What constitutes a major vs. a minor release for a browser vendor?
The upcoming Firefox 3.6 release is going to be classified as a minor update to the open source browser, as opposed to being a major update like Firefox 3.5.
The difference between a minor and a major release for Mozilla has a number of implications.
Earlier this year, when I was in the Mozilla Toronto office ahead of the Firefox 3.5 launch, Mozilla’s Director of Firefox Mike Beltzner (Go Leafs!) explained to me what it would take to have a major release called Firefox 4.0. A major release implies major changes and requires users to migrate over to the new version.

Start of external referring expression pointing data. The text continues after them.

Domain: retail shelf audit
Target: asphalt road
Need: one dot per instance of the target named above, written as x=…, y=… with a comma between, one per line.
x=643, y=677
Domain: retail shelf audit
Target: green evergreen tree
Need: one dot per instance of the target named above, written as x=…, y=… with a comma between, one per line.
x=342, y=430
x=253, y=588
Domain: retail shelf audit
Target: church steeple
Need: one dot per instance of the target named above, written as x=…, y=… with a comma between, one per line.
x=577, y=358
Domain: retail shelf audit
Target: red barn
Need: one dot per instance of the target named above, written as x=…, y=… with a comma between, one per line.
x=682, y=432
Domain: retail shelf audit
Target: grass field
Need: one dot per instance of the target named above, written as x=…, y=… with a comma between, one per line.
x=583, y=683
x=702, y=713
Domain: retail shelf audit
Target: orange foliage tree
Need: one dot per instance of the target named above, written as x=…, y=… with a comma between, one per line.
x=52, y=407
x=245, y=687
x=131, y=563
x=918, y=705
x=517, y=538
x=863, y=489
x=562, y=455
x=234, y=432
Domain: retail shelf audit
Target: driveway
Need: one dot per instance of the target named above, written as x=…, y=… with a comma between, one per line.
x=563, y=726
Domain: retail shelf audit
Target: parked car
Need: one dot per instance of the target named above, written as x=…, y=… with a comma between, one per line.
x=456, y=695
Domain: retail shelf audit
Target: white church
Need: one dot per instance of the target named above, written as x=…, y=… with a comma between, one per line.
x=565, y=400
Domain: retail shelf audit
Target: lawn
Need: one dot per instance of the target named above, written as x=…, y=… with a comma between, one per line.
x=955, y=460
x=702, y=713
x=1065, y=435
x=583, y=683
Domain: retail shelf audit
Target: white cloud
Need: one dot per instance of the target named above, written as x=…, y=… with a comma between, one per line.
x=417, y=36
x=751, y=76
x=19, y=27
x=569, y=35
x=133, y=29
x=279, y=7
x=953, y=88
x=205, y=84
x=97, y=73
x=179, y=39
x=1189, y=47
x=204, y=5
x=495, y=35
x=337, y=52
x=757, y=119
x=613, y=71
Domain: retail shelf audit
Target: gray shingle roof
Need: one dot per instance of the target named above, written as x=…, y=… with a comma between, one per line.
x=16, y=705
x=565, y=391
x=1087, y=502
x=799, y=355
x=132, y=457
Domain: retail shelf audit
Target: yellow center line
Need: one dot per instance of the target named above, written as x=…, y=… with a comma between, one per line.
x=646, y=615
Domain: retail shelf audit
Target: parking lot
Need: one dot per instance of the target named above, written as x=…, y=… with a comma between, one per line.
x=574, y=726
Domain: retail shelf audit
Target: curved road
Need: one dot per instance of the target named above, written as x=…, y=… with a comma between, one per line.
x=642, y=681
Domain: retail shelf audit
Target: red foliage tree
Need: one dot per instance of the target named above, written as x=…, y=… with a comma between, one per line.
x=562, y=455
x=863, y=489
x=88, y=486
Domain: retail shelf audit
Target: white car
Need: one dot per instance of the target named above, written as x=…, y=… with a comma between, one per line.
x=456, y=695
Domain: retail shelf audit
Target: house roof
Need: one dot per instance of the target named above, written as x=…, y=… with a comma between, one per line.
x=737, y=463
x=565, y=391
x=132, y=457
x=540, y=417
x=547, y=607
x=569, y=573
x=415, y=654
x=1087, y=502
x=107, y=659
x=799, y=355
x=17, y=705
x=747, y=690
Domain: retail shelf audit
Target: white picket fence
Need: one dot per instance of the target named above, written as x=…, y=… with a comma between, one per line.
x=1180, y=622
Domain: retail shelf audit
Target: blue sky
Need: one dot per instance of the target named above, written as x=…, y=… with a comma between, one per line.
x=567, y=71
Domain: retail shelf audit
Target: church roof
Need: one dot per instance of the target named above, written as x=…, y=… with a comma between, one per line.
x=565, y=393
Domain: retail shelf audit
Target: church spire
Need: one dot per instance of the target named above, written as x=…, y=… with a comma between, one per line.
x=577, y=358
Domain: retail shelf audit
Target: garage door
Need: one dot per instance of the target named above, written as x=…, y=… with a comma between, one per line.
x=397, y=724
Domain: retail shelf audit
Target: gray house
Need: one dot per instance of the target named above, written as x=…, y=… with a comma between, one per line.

With a minor release, it’s a simple upgrade, that should enable more users to adopt the release faster.
The whole issue of what is minor and what is major is now an active thread on a Mozilla mailing list, with Beltzner publicly explaining Mozilla’s policy and why Firefox 3.6 will be a minor update.
“Major updates have been for code which has
been in development for at least 12 months, features visible changes to
the user interface either in terms or appearance or interaction, and/or
contains major technology changes at the platform level which may cause
significant differences in system requirements or support requirements,” Beltzner wrote. “Minor updates have been for security and stability releases which do not
contain any visible user interface changes, and are limited in terms of
Makes good sense to me, though I can also see how it can be confusing to some.
Take Google Chrome for example, which is now at version 4.x in the dev-channel. Is the 4.x version a ‘major’ change over 3.x in that it has major user visible changes? Not really.